Additionally, when the news is the worst is when the values are the greatest, typically. And when the news is the best are when values can almost never be found. So those that think, "Good news=buy the stock or bad news=sell the stock" will almost always end up with a sub-par return long-term.
Instead, one must be a contrarian...because if you wait for the news to turn around and become favorable once again, you'll miss out of a huge chunk of the next uptrend. Why? Uptrends are birthed on bad news and the sentiment and news typically doesn't turn around to the upside until the trend for the stock has been upward for a while. You'll find that by that time, the value is gone and the stock is at best fairly valued and many times, already overvalued.
So those are some reasons why I'm not news motivated. Additionally, "news" isn't quantifiable. Fundamentals don't change quickly and they are measurable. Sentiment is measurable and technicals on charts are measurable. So today, I want to focus on the technicals.
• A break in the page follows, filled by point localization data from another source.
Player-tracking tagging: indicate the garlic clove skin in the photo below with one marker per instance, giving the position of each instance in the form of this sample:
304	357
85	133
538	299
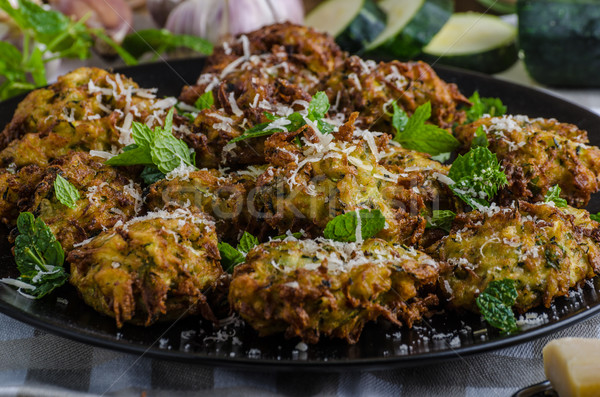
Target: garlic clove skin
161	9
215	20
115	16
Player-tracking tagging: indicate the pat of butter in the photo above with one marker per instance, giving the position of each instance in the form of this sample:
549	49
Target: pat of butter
572	365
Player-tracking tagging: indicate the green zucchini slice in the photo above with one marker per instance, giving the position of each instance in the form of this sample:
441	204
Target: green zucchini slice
353	23
560	41
411	25
470	40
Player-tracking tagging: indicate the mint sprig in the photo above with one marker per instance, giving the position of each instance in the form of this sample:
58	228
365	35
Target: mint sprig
231	257
553	196
492	106
495	304
65	192
477	177
39	257
344	227
412	133
317	109
49	35
205	101
156	147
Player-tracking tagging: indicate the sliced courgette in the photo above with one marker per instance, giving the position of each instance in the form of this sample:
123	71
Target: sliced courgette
470	40
561	41
411	25
353	23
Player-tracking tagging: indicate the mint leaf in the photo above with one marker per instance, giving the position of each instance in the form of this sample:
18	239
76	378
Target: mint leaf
343	227
416	135
480	138
132	156
169	153
247	242
492	106
318	107
157	41
230	257
477	177
205	101
495	304
158	148
399	118
150	174
65	192
39	256
553	196
441	219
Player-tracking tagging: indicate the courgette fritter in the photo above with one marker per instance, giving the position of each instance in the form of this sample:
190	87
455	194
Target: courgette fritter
106	197
87	109
222	196
306	186
545	249
369	88
154	268
537	154
315	288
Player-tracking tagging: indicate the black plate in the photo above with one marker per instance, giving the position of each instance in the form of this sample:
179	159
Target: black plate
381	345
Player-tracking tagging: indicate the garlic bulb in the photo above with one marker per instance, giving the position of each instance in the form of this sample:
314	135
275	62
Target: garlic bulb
215	19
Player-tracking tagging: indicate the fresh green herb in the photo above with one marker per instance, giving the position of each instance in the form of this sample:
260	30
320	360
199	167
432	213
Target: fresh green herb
480	138
495	304
231	257
553	196
317	109
39	257
158	41
156	147
492	106
399	118
205	101
343	227
477	177
247	242
416	135
65	192
441	219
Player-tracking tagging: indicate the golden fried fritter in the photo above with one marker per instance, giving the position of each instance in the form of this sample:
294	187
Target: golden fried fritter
314	288
315	51
153	268
224	197
106	197
273	70
537	154
369	88
307	186
83	110
16	189
546	250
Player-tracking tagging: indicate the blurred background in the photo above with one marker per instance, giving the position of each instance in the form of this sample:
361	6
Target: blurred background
545	43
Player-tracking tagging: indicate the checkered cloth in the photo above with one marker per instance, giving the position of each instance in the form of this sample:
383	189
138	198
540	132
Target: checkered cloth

For instance, notice that the stock has dropped from $68 in 2015 down to the $15-$16 range today. $68 was likely overly optimistic on the stock and $16ish is likely overly pessimistic on the stock, long-term. Could it drop some more near-term? Sure. But here are some things worth noting.
The stock price today is the same as the stock price 14 years ago. So is Teva so bad that it's worth erasing 14 years of stock gains? That's likely an overreaction.
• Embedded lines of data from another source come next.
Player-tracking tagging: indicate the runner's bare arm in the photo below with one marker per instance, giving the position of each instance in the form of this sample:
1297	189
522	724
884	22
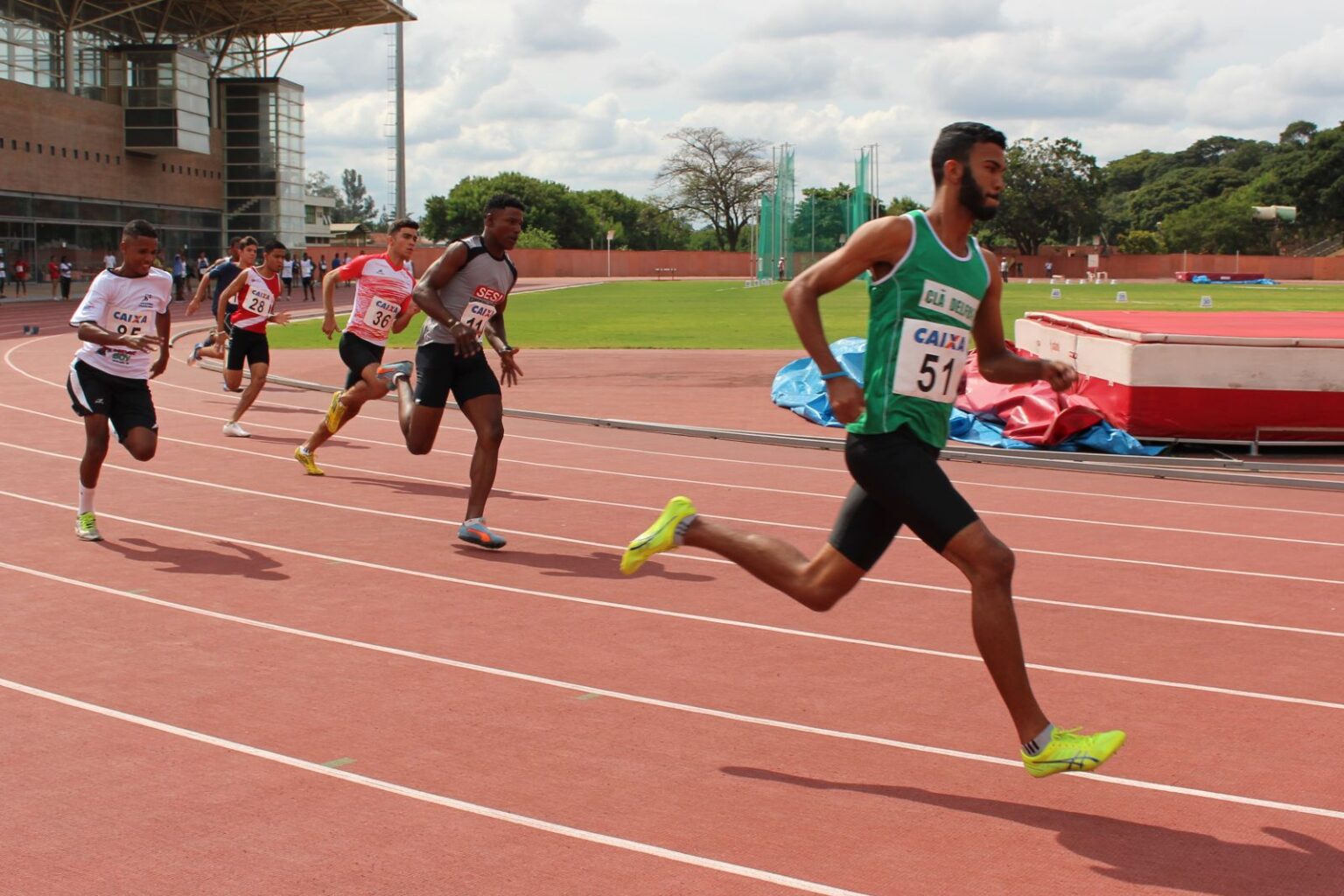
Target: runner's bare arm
233	289
405	318
330	301
875	246
163	324
998	364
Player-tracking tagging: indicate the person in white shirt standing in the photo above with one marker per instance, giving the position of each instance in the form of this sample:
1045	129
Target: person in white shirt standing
122	320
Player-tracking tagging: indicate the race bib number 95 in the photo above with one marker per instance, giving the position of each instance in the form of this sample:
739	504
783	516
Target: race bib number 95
930	360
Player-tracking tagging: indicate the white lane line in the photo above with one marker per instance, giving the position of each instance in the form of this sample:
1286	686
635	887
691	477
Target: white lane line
835	499
694	617
253	494
677	707
448	802
1073	605
570	442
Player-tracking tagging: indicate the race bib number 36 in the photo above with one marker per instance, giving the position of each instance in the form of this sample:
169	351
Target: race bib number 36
381	315
930	360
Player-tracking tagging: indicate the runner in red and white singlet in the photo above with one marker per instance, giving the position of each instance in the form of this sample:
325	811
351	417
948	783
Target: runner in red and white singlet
257	290
383	305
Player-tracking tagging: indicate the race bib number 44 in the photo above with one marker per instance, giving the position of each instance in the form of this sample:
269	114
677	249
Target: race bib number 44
476	316
930	360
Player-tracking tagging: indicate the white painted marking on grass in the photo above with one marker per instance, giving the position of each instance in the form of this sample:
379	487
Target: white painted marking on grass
253	494
694	617
448	802
668	704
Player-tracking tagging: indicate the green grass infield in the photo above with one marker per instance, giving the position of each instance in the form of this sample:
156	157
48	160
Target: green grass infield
729	315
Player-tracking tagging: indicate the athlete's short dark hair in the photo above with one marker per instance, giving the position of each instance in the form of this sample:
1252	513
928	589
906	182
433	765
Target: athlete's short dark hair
138	228
956	141
500	202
Also notice that the a-b-c downtrend is likely near its end which is on the largest selling volume in its history. Since that's most likely the peak in negative sentiment, then the stock has most likely been misjudged and therefore mispriced.
I'm also noticing the MACD's downtrend being broken and the RSI firming up a bit, both of which are bullish signs. In addition to this, today's "bad news" so far did not take the stock down to new 52-week lows and the selling volume wasn't nearly as high as its peak. While it's too early to say for sure...this likely shows that many of those who were going to sell have already done so.
Additionally, one of the biggest buying spikes in TEVA's history has also recently occurred. And it's on such a large scale that we know it's large institutions that are creating that massive buying volume.
Finally, look at how far the price of the stock is stretched below its red, 200-week moving average. It's further below this moving average than at any time in its publicly traded history. This is just one more sign that investors have likely overly punished the stock.
You see, you can count on investors to be gripped by fear near bottoms and so they irrationally punish the stock, just like investors become gripped by greed near tops and overprice the stock.
There's no doubt that Teva carries too much debt and doesn't carry nearly enough cash for its size. Therefore, it's not worth averaging down on or initially buying. But for those who currently own it, it's worth holding because of its huge market cap, decent earnings last year (even in a tough time for the company) and its super-cheap price-to-earnings ratio.
These are my current observations on Teva. I hope you've found them to be helpful to you.